Collection-based Raku Documentation

AUTHOR

Richard Hainsworth, aka finanalyst

This Module provides a local website of the Raku documentation that can be made available via a browser at localhost:3000 . The Module uses Collection and Raku::Pod::Render to link all the Rakudoc (aka Pod6) files together.

The website is intended to be served locally with a Cro app. Since making Cro a dependency can cause problems in a testing environment, the META6.json does not have Cro as a dependency. If Cro::HTTP is not installed, the completion plugin will exit with a note.

The Website also demonstrates some of the custom blocks possible using Raku::Pod::Render.

Installation

zef install Collection-Raku-Documentation

This installs the Collection (and other) dependencies and the Raku-Doc executable. These in turn install the the other main distributions and Raku::Pod::Render. By default Raku::Pod::Render does not install the highlighter automatically because node.js and npm are required.

See Highlighting for installation of highlighter.

Raku-Doc

On a Linux based distributions, Raku-Doc depends on git and unzip, which typically are installed by default, to get and unpack other files.

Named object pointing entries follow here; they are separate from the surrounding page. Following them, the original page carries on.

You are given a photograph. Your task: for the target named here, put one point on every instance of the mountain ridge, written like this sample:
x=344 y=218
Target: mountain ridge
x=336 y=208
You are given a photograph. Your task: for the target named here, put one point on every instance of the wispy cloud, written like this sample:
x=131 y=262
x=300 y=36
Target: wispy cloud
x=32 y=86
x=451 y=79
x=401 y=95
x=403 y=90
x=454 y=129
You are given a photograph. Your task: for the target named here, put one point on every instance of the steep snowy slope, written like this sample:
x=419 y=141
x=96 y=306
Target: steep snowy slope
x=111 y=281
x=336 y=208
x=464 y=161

Under Linux, in a terminal, the following will lead to the installation of a local copy of Raku docs and start a Cro app that will make the HTML documentation available in a browser at localhost:30000, and produce a progress status bar for the longer stages.

mkdir ~/raku-collection
    cd raku-collection
    Raku-Doc Init

This sets up a Collection directory by downloading the Website mode from github, then installs the Collection plugins.

By default the Raku/doc repository (containing all the Raku documentation files) will be created in the next step as local_raku_docs.

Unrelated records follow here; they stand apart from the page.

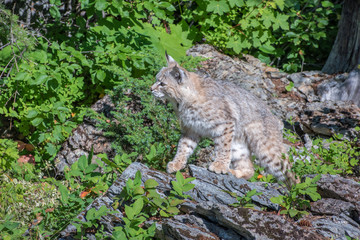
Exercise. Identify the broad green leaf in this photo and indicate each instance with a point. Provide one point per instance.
(21, 75)
(163, 214)
(137, 179)
(82, 163)
(138, 206)
(32, 113)
(189, 179)
(280, 4)
(172, 210)
(327, 4)
(39, 79)
(37, 121)
(51, 149)
(176, 202)
(55, 13)
(139, 191)
(64, 193)
(293, 212)
(267, 49)
(219, 7)
(180, 178)
(129, 211)
(100, 5)
(100, 74)
(188, 187)
(234, 45)
(151, 183)
(238, 3)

If a user wants to clone the Raku docs repository elsewhere or has an existing clone of the Raku repository, then the non-default path needs to be put into the config.raku file in the sources-obtain and sources-refresh keys. See the documentation for the Collection distribution for more information.

At the next invocation of Raku-Doc, the documentation source will be cloned, cached, and rendered.

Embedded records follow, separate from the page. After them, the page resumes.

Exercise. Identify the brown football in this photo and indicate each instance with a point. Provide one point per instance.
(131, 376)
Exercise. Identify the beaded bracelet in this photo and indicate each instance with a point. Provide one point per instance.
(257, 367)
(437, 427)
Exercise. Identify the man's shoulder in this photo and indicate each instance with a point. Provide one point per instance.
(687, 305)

For example, to render the full Raku Docs, the following would work, where raku-local is a local directory.

- raku-collection
        - local_raku_docs # this is generated by the git clone command
        - Website # this is generated by runnng 'Raku-Doc Init' in raku-collection
        config.raku # as Website

After the Init stage, calling Raku-Doc without any other options implies the mode Website with default options.

The Raku Documentation source files are regularly updated. The Website mode is configured to pull the latest versions of the source files into the Collection whenever Raku-Doc is run, which then updates the cache for any sources that have changed, and then re-render all the html files that are affected. These stages are automatically called by running Raku-Doc with the config defaults given.

The Website mode files and plugins are being actively developed, so newer versions may be available. New versions of the plugins are automatically called on each invocation of Raku-Doc. To get new versions of the Website mode files (sources and additional plugins), use

Raku-Doc Update

Raku-Doc can be called with other options, which are described in the Collection documentation.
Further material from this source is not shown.